The key problem has been what is called the "weight-to-thrust" ratio, which basically boils down to the conundrum that the heavier you are or the longer you want to stay in the air, the more power you need, which in turn means you have to carry more weight. The highly publicized Bell Rocket Belt, which was developed in the 1950s, could only fly for 30 seconds, for example.

Martin Aircraft set out to build a flying machine that would fall within U.S. aviation regulations for ultralights, defined as aircraft weighing 254 pounds or less, designed for one person, holding no more than five gallons of fuel and capable of moving at a top speed of 55 knots (63 miles per hour).

The company also is developing a heftier jetpack intended for military, emergency rescue services and other government uses, as well as a remotely piloted, unmanned version, Lauder said.

The recreational-use jetpack is expected to sell for about $100,000.
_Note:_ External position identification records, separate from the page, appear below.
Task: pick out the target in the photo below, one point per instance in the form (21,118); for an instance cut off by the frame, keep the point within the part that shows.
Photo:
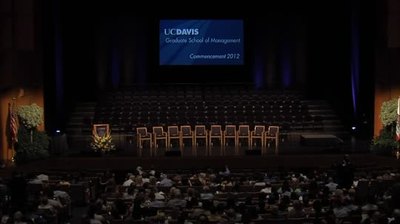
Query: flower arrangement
(102,143)
(389,112)
(32,144)
(31,115)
"I certainly don't think it's going to be a George Jetson-sort-of-situation here, where there's one on every block, especially when the price starts out at $100,000," Knapinski tells Discovery News. "But I think you'll see a small section of people who would like to have one of those. I would do it in a second."

Lauder, who has tested out the jetpack twice, said when you're on the ground and preparing for takeoff, there's a lot of vibration and noise.

"It shakes a lot, but when you get off the ground it gets calm. You get picked up from behind, like the hand of God, and it's very calming," he said.